The earliest form of insurance strategies were used by Chinese traders in the 3rd millennium. Rather than putting all of their merchandise onto one ship made vulnerable on the high seas by the threat of theft or destruction, they spread out their products, hedging their bets. If one ship capsized or was plundered by pirates, the remaining merchandise reached the destination, possibly saving the owner from ruin.
This historic example of “insuring” goods makes a great risk analysis model because it gets to the essence of what the concept of insurance is all about: Think ahead, posit worst-case scenarios, estimate loss and then put into place measures to indemnify against myriad possibilities.
Todays insurance policies covering goods and services are a bit more complex than they were when the UK insurance industry evolved from. To accommodate today’s lifestyle, the insurance industry came up with a concept ideally suited to today’s consumer: personal protection insurance (PPI). But with this insurance concept came risks nobody anticipated.
PPI Insurance: An Overview
If asked to name the most inventive types of insurance currently available in the marketplace, many people would choose PPI because it’s practical, useful and conforms to everyday circumstances. Offered to the public at large to serve as a financial cushion so anyone can keep up loan or credit card payments in the event illness, redundancy, accident or death short-circuits one’s cash flow, the PPI concept is revolutionary, cutting edge and at first, it was a boon to the UK insurance industry seeking fresh product ideas meeting contemporary consumer spending propensities.
But, by 2011, this type of coverage began to make more bad news than good, despite the fact, according to UK websites, that PPI compensation was as popular as Kate Middleton– with over 85-percent of the public successfully pursuing claims to settlement–a darker side of PPI began to emerge as British banks became embroiled in a growing mis-sold insurance debacle. This was unfortunate since, on average, loan PPI compensation of £3,000 was settled upon satisfied PPI policy holders, but that honeymoon wasn’t to last.
Mis-Sold PPI: Becomes a National Problem
Despite legitimate PPI sales, every strata of the British population has been touched by controversy surrounding mis-sold PPI policies. If you’re among that number, you may have fallen victim to a clever salesperson or banker who “sold” you on the idea of this coverage by alarming you that if you didn’t buy it, your chances of getting a mortgage or another type of loan could be lessened. Perhaps you found yourself stuck with a policy that neither paid out cash compensation nor made good on settlement promises because you were sold a PPI under another name like “loan care,” “loan protection,” “payment cover,” “protection plan” or ASU.

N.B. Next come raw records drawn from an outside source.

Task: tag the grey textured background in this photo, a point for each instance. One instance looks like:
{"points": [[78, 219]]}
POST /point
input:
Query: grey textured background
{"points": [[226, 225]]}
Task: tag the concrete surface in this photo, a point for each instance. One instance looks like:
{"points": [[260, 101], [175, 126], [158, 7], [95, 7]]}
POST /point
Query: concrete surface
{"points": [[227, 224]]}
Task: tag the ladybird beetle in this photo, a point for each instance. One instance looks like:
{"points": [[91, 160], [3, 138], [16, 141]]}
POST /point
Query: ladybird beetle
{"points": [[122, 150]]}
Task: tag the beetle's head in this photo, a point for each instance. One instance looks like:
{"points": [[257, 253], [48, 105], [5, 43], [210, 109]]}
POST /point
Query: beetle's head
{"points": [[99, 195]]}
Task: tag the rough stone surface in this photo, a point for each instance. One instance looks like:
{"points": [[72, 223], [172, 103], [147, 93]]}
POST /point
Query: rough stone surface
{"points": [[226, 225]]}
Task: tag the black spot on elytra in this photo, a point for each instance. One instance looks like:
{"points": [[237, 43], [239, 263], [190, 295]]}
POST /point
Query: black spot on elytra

How did this become an epidemic? UK banks took advantage of this clever insurance and systematically exploited the public for years, leading to a declaration by the British Bankers Association in 2011 that they would pay back claims after a high court judicial review found the banking system at fault.
Were your situation a simple one—you bought a bad PPI policy, realized you made a mistake—maybe lost your documentation—you could file a claim for compensation by first contacting the business that duped you via a letter stating your case. The standard form requires you to do little innovating since the proper boilerplate language is steeped in legalities. Include documents to substantiate your claim of mis-sold PPI and see what happens. If eight weeks or so pass and you’ve had no response, time to call in the Financial Ombudsman Service (FOS) to advocate on your behalf. Simple enough?

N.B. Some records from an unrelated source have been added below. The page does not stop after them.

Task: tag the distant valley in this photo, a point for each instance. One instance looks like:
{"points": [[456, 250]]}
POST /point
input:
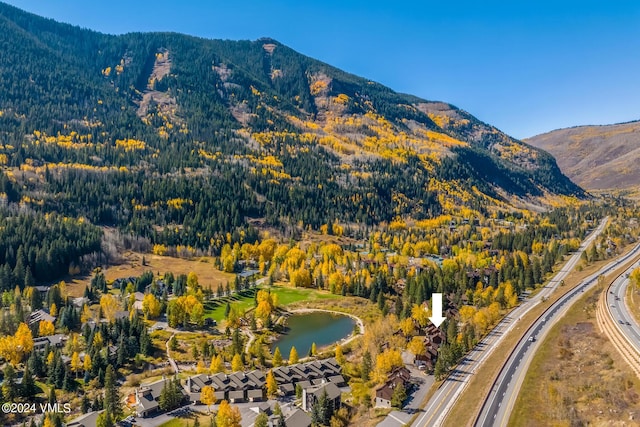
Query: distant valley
{"points": [[596, 157]]}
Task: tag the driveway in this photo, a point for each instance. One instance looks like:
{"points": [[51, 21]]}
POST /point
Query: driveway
{"points": [[413, 402]]}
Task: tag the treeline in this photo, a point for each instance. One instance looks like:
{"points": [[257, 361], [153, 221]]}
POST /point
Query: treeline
{"points": [[41, 248]]}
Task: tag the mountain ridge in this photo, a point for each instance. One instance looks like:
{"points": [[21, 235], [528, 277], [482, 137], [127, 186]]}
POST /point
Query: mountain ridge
{"points": [[270, 134], [597, 157]]}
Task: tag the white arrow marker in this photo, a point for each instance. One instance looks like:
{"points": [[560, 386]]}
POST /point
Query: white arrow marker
{"points": [[436, 312]]}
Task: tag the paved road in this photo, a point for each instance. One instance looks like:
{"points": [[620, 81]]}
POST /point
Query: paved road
{"points": [[499, 404], [616, 302], [452, 387]]}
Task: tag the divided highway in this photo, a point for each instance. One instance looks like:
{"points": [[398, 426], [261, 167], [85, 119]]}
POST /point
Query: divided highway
{"points": [[499, 404], [620, 312], [452, 387]]}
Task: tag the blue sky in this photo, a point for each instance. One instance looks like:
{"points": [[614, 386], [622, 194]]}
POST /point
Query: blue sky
{"points": [[524, 66]]}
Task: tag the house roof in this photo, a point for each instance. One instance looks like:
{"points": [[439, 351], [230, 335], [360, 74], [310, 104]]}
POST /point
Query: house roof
{"points": [[86, 420], [40, 315], [236, 394], [384, 391], [337, 379], [333, 392], [298, 418], [254, 393]]}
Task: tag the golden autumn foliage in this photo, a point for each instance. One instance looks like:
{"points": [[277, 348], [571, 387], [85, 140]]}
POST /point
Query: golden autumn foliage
{"points": [[13, 348], [151, 306], [217, 364], [46, 328], [267, 303], [109, 305], [388, 360], [130, 144]]}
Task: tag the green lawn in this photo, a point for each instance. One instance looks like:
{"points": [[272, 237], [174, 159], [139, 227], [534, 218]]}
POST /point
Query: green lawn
{"points": [[245, 301]]}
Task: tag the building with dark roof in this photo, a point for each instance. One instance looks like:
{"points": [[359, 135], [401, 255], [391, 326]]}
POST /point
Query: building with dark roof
{"points": [[40, 315], [147, 398], [311, 395], [86, 420]]}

It is—unless you’re also undertaking bankruptcy.
PPI Compensation in Bankruptcy
So what is your PPI compensation recourse if you’ve filed for bankruptcy? First, whether you have been discharged from bankruptcy or you are currently sequestrated, the reality that the compensation that you are applying for, from a mis-sold PPI case is not yours to claim. A settlement becomes, part and parcel, “an asset” that, if collected, is treated in the same manner as any asset belonging to your bankruptcy action. According to the Insolvency Service, even a PPI mis-sold before filing for bankruptcy is legally owned by the Official Receiver or a bankruptcy estate trustee charged with responsibility for the disposition of your case, so you’ve no recourse but to accept facts and move on.

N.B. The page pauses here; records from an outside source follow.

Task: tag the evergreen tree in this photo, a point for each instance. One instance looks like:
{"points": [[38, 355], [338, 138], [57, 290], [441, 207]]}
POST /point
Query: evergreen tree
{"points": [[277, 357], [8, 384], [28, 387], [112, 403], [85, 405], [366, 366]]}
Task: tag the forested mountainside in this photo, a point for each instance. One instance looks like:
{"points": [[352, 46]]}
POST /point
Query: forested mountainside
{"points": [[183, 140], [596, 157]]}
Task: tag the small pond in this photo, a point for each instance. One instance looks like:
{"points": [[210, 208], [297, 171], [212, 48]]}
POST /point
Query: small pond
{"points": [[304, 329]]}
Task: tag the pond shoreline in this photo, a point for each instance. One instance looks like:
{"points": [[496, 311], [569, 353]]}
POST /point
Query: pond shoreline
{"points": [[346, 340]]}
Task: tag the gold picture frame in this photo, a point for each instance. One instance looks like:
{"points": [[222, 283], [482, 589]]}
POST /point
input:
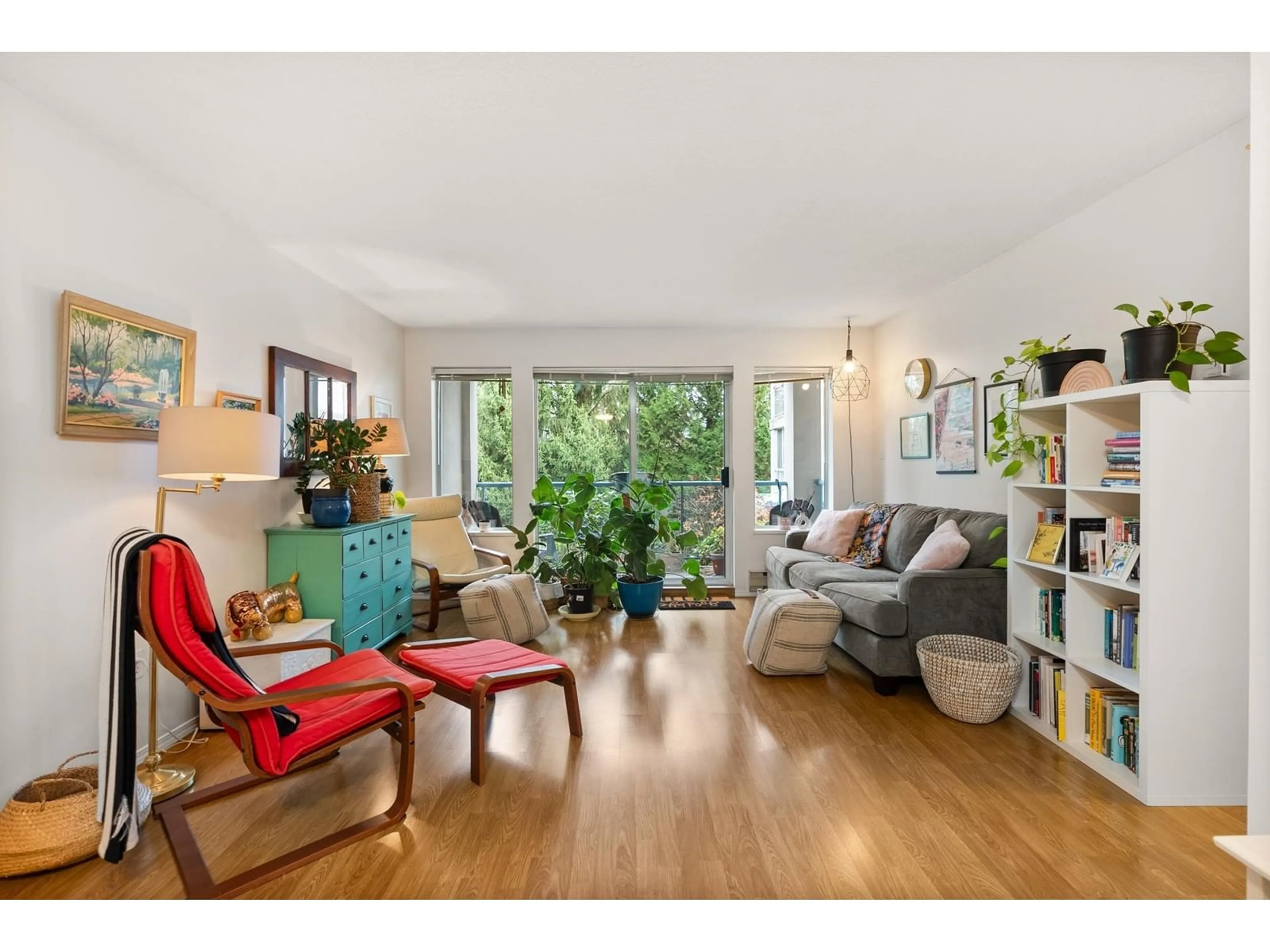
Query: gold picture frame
{"points": [[238, 402], [120, 370]]}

If you think of PPI compensation as you would jewelry, cars or real estate, it can make clearer the relationship between your rights as a bankrupt claimant and any monies collected as compensation for mis-sold PPI policies. The moment you elected to sign up for a PPI, that policy becomes an asset and is subject to “right of action” rules and regulations that affect everything but the basic living items UK bankruptcy exempts from collection. This can seem heartless and unfair, but trustees have a right to pursue all manner of property liquidation on behalf of creditors once bankruptcy is undertaken by an individual.
While you are bankrupt, any windfalls or payments you receive must be paid into your bankruptcy estate for the benefit of your creditors. This means that if you successfully claim for mis-sold PPI and are awarded a refund while you are bankrupt, this money must be paid in full to your creditors.
Is it worth Claiming PPI if Bankrupt?
I guess the answer lies with you and how you feel about repaying your debt, as explained earlier, the compensation received would go to the official receivers.
From our perspective, Banks knowingly mis-sold PPI for many years which contributed to the current financial mess the country and business faces. If you were mis-sold, then it is your right to claim PPI compensation. If this helps to reduce your debts owed to creditors, then that can only be a good decision.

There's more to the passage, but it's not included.